Thursday, July 10, 2014

Super Typhoon Neoguri World!

Last week at Ginoza Elementary, the principal announced that Typhoon Neoguri (Typhoon #8) was projected to hit Okinawa. As a Floridian, nothing under a Category 3 Hurricane fazes me but when they announced that Typhoon Neoguri had the same strength as 1992's Hurricane Andrew, a Category 5 Hurricane that devastate all of South Florida, I knew I was in for it.
Stocking up on supplies was easy and since my apartment is solid concrete, I knew that I wouldn't have any real damage aside from a possible broken window. Moreover, because there is only one window in my apartment, actually a large sliding door, I knew I could take refuge in the kitchen, shower, or toilet room.
As Typhoon Neguri closed in on Okinawa, the typhoon suddenly changed course and the center would slightly miss Okinawa but travel close to the west of the island. Although it wouldn't be considered a direct hit, I knew from experience that the inner and outer bands could cause enough damage to shut down the island. This was a massive typhoon, or so it seemed compared to the tiny, tiny island that is Okinawa.
It's customary in Florida to have the day off before a hurricane strikes in order to party prepare or evacuate. I assume the Okinawa would take the same precautions, but boy was I wrong. The day before the typhoon I was beside myself with anger. The principal called an emergency meeting and announced that if the buses canceled their services for the following day, we were not to come to work but take nenkyuu (paid holiday).
Did you read what I just wrote?
I had to wait for Okinawa's bus companies to cancel their services in order to know whether or not schools would be closed! When the f$%# did bus companies become meteorologists? And why do I have to take a paid holiday off?
No one at work could confirm that school would be canceled. When I asked, their response was 「台風くるかなぁ」 or "Will the typhoon come?" I just mentally screamed, "Will the typhoon come?! The f%&$ do you mean will it come? It's coming people!" I could not handle the bureaucracy and although I love Japan and Okinawa, their vagueness over something as serious as a natural disaster really "tap danced on my nerves." Later that Monday evening, the bus companies canceled services for the following day.

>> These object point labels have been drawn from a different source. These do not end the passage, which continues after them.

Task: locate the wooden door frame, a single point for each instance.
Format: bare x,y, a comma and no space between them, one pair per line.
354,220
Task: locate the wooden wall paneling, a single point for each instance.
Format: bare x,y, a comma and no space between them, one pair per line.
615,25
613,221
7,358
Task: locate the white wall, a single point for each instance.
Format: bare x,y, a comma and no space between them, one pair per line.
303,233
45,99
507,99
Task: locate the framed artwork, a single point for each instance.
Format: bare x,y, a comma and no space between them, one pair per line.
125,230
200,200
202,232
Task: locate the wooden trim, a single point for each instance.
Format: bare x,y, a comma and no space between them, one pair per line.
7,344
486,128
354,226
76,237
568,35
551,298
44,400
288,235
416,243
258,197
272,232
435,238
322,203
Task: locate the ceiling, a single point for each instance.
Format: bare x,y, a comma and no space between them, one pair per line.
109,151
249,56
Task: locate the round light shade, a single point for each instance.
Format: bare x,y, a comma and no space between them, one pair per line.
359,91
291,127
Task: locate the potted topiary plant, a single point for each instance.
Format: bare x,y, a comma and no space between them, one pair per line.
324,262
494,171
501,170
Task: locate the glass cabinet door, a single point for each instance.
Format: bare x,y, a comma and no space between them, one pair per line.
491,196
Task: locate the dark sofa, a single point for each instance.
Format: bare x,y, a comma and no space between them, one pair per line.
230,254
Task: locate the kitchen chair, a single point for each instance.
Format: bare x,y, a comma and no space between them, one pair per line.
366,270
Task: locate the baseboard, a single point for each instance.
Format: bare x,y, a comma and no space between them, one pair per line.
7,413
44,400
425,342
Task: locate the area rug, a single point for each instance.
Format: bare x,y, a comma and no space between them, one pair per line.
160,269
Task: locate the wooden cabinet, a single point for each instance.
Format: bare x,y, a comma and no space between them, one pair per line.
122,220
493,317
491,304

See that long island to the right of the eye? That's Okinawa!
I moved my dead potted plants and drying rack inside and awaited the storm. Later in the night I heard the winds pick up, but I peacefully slept through the night. Tuesday morning, Typhoon Neoguri hit Okinawa with relentless winds. When I looked outside, I saw telephone polls, power lines and trees swaying in the wind. My apartment, which was built to withstand earthquakes, also began to gently sway. My phone rang constantly with emergency text warning various cities to evacuate due to landslides and flood, and it wasn't before long that I lost power.
I spent most of the morning messaging friends and family, but I kept my phone powered by using my laptop and an external Iphone battery. I read books and played DS the entire day until I feel asleep.
We had a meme off that day. My messages are on the right
The following morning, no one knew what to do about work. The buses had resumed service, but the weather clearly indicated that the typhoon had not completely passed. I contacted my town's middle school ALT, who told me that he was expected at work. If he was expected at work, then so was I. I began to dress for work but half way through, he sent a text saying morning classes were canceled, and that he was sent home. Later, they said he needed to take nenkyuu for going home, even though they sent him home. It doesn't make sense! I was so confused and, since my classes were canceled, I decided to stay home. Around 1pm, the weather cleared but my phone was down to 3%. I made a trip to the BOE (Wednesday afternoons are my BOE days) to charge all of my electronics. I thought they would question as to why I wasn't at work, but they only asked if I was alright. They are too good to me!
I stayed there playing on the computer working until it was time to leave. The power returned, but the Internet was still down until I contacted my Internet service providers, who sent workers to my apartment.

First typhoon of the season and hopefully the last!